A menudo veo posteos en redes sociales que dicen “mi perro no es mi mascota, es mi familia”. Entiendo el mensaje como una manifestación de cariño, amor y afecto inconmesurable a estos seres vivos que suelen engastarse con facilidad en las familias, por eso es tan dolorosa su partida. Veo también legisladores a los que no les basta un reglamento, una ley, el código penal no; quieren colocar el maltrato animal en la Constitución. Su amor por estos seres, les impide distinguir entre seres humanos y seres vivos; son incapaces de ver la Constitución como depositaria de derechos fundamentales y por ello confunden el humanismo con el animalismo.
Entiendo y comparto el deseo de abolir la crueldad y el maltrato de cualquier ser vivo, pero no puedo estar de acuerdo en que se les brinde protección jurídica desde la Constitución. A lo largo de mi vida he tenido cinco perros; el día que no pude hacerme cargo de Borges, el último, decidí no tener más. Tenía claro que nunca volvería a tener uno, el sólo hecho de imaginarme ahora, acusado de abandono por más de ocho horas, me altera. Pero un día llegó a casa un agradable perro callejero y no pude más que asentir el deseo de mis hijos por quedárselo. Los vecinos habían llamado a la perrera, cuando esta llegó, Arnau salió en defensa del animal con un porfiado amor que no sé dónde se originó, diciendo que era de él, que no se lo podían llevar. Acepté la mentira y pedí que nos lo dejaran. Currito hoy vive en la cochera de casa bajo ciertas reglas que hasta el momento han sabido cumplir las partes. Es tan viejo que, en realidad vino a pasar sus últimos años de a casa, pero tiene buena calidad de vida.

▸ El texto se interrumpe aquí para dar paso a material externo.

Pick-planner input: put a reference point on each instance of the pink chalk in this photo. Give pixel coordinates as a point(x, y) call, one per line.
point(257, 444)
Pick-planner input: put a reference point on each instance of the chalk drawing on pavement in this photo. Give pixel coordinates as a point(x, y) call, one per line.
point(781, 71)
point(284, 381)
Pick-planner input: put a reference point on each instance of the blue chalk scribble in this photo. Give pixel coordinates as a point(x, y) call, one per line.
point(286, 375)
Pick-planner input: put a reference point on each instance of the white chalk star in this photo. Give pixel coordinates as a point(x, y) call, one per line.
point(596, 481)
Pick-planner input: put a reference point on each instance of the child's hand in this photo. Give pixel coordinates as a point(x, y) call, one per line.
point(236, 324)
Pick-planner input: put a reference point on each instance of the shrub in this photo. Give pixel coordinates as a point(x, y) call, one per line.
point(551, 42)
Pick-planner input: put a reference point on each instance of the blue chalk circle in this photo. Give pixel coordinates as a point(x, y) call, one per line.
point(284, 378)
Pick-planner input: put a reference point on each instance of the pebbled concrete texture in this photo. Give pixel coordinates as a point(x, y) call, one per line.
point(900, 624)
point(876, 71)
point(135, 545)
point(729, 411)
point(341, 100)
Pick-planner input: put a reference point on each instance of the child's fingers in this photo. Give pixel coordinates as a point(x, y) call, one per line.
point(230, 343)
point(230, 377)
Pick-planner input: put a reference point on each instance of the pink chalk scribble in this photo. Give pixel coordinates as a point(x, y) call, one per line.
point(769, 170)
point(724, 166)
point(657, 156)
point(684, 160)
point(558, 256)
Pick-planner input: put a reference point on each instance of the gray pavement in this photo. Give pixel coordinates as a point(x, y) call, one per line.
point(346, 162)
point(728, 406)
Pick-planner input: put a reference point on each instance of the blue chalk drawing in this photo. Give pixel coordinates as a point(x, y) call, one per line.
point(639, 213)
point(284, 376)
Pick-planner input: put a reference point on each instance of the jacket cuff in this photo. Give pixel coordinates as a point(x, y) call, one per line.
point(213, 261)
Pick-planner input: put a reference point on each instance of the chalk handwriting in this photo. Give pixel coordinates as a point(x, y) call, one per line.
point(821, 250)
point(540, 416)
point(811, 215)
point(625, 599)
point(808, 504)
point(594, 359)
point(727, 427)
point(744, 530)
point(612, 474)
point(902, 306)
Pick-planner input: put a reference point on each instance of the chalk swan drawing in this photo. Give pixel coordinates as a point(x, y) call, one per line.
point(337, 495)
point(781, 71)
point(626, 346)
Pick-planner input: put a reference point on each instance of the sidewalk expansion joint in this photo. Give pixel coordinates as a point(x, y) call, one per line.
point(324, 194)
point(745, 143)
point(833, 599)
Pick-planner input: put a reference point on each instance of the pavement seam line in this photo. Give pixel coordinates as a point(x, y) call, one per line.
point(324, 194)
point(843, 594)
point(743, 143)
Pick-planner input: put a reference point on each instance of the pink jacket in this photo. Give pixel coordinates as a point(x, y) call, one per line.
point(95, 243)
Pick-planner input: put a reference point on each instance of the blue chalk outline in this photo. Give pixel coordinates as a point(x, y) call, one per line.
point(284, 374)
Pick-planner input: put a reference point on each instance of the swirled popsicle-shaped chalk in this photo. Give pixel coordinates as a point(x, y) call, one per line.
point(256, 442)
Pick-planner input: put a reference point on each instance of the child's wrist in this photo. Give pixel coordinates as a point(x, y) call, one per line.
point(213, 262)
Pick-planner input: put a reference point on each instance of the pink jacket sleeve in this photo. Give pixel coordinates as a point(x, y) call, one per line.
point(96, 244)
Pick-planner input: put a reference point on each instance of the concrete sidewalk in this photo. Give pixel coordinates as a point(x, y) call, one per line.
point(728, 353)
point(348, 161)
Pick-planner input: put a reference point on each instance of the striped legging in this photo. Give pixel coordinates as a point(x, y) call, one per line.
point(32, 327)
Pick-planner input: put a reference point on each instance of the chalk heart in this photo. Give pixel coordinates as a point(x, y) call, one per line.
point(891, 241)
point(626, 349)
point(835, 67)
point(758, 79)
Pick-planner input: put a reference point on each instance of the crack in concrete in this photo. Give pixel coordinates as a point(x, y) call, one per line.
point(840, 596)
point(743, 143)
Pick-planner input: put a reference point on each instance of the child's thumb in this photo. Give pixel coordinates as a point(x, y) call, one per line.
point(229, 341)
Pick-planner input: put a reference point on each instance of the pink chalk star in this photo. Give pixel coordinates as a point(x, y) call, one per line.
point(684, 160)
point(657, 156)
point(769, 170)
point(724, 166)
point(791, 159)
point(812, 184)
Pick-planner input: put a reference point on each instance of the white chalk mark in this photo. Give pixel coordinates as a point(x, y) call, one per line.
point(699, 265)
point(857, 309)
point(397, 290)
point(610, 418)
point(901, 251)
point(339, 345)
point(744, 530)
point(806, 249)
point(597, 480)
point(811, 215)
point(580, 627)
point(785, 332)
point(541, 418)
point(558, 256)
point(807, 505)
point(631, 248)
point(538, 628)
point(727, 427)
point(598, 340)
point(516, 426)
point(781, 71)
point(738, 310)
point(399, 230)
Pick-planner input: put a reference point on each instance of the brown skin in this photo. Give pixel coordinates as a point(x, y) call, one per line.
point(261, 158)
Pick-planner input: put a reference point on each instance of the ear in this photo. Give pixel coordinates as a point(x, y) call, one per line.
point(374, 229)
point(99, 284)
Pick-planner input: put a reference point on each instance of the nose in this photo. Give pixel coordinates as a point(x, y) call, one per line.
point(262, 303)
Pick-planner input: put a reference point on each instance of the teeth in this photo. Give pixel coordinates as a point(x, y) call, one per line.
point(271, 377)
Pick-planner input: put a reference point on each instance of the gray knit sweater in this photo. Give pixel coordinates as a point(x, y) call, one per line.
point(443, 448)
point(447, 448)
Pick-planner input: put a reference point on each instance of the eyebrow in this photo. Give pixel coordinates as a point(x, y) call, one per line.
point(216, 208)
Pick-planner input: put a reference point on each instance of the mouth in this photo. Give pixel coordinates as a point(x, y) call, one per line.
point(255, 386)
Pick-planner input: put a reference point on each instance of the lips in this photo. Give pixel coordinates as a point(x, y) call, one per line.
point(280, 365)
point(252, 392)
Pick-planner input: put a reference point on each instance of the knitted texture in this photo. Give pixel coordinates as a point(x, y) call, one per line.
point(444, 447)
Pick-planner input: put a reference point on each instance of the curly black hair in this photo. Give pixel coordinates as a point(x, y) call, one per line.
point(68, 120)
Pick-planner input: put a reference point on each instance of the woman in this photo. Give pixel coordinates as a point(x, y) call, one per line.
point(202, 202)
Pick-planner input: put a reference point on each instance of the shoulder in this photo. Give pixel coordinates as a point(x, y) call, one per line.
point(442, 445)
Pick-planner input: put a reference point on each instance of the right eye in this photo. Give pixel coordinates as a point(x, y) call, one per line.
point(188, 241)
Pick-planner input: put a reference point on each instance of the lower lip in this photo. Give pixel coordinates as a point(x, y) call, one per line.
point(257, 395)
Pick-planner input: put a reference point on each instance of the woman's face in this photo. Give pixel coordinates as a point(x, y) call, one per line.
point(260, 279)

Pues eso, que cada quien puede querer a su perro de la manera en que desee y pueda hacerlo. Lo que no podemos aceptar como sociedad es el malandraje y el hamponato de incivilizados vecinos que, obnubilados por el amor a sus perros, creen que ningún otro puede alterar el entorno que ellos mismos han orinado y decidido delimitar por un problema igual de lamentable: creer que las calles les pertenecen. Ni la indignación que causan las pintas en el Ángel de la Independencia, ni el incivilizado amor por los perros, deben llevarnos a la indiferencia que nos está impidiendo ver y entender realidades tan lamentables como la violencia de género y los feminicidios.